He became convinced that there was a relationship between the five regular solids and the structure of the known solar system. His first work on Astronomy, Precursor of Cosmographic Dissertations or the Cosmographic Mystery, published in 1596, brought him to the attention of Tycho Brahe and Galileo. Banished from his homeland by an edict against Protestants in 1598, Kepler eventually ended up in Prague, where he worked under Tycho. On Tycho’s death, Kepler took over his post and inherited Tycho’s massive archive of observations.

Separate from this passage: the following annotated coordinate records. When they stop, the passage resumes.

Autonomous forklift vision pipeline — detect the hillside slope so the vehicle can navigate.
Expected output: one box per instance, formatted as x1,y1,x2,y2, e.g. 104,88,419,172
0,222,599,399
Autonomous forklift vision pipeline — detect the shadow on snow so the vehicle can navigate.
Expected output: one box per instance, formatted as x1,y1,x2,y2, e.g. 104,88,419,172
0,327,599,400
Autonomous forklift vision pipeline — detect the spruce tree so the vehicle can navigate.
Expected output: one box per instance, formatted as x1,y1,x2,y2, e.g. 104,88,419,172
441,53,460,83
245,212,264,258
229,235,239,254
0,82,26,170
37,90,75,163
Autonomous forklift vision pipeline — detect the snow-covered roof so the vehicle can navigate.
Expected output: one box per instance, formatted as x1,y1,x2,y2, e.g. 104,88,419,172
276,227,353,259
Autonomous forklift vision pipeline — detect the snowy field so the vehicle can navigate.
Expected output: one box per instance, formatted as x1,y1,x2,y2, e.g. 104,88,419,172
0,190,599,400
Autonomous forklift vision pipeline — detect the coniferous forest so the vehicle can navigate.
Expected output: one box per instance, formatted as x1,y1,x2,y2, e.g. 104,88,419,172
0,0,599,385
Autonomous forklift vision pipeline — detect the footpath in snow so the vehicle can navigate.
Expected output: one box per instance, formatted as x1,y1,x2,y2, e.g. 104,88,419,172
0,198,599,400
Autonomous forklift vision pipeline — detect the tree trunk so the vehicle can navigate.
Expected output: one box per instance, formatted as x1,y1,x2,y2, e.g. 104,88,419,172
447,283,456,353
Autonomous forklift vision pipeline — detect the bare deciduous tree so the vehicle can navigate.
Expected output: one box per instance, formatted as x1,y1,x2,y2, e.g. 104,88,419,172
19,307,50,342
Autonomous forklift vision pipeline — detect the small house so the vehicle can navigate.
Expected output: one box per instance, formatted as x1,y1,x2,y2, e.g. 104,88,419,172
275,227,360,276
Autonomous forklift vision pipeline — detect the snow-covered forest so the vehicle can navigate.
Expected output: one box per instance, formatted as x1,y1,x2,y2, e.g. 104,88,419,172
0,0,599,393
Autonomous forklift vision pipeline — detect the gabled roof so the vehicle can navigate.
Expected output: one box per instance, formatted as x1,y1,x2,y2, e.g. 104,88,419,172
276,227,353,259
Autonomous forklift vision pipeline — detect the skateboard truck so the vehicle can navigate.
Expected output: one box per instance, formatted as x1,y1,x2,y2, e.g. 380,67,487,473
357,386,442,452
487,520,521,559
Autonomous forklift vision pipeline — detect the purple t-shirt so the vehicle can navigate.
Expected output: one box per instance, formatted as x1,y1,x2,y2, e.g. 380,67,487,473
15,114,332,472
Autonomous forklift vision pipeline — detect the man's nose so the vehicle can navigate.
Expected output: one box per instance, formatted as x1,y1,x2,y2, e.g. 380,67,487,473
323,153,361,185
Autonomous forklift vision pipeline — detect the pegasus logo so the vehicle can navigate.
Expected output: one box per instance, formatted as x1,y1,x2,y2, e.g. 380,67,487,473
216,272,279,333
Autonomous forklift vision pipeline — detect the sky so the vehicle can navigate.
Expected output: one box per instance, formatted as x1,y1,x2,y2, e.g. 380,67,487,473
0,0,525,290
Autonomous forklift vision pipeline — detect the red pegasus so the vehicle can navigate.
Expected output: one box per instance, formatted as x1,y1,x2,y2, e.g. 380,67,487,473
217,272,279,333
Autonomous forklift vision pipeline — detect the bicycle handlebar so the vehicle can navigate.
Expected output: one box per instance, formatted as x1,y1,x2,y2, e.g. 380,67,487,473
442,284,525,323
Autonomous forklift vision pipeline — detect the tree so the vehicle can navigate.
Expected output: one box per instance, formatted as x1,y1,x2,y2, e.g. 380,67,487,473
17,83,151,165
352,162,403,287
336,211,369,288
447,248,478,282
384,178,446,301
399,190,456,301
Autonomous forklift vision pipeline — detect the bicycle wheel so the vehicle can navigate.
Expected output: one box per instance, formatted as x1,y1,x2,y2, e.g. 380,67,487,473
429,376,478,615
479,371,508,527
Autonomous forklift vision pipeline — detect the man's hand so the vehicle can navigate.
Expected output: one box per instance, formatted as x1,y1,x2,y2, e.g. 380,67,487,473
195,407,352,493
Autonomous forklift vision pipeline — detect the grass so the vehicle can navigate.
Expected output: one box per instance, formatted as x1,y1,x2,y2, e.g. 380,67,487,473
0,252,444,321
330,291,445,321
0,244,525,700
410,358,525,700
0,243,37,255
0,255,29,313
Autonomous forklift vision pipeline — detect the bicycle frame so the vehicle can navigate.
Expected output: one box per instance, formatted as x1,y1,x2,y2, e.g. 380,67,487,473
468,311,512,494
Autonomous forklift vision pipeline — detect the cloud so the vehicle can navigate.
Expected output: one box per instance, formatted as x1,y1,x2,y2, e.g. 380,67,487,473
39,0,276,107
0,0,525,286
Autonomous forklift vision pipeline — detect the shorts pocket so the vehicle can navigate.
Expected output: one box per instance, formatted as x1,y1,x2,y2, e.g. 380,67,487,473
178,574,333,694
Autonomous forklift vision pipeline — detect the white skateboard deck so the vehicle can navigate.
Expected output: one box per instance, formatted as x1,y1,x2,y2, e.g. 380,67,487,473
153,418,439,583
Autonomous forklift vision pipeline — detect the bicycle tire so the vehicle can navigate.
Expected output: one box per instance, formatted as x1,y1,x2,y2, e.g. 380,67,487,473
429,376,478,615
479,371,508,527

Johannes Kepler published Harmonies of the World in 1619. This was the summation of his theories about celestial correspondences, and ties together the ratios of the planetary orbits, musical theory, and the Platonic solids. Kepler’s speculations are long discredited. However, this work stands as a bridge between the Hermetic philosophy of the Renaissance, which sought systems of symbolic correspondences in the fabric of nature, and modern science. And today, we finally have heard the music of the spheres: data from outer system probes have been translated into acoustic form, and we can listen to strange clicks and moans from Jupiter’s magnetosphere.
Towards the end of Harmonies Kepler expressed a startling idea,–one which Giordiano Bruno had been persecuted for, two decades before–the plurality of inhabited worlds. He muses on the diversity of life on Earth, and how it was inconceivable that the other planets would be devoid of life, that God had “adorned[ed] the other globes too with their fitting creatures”.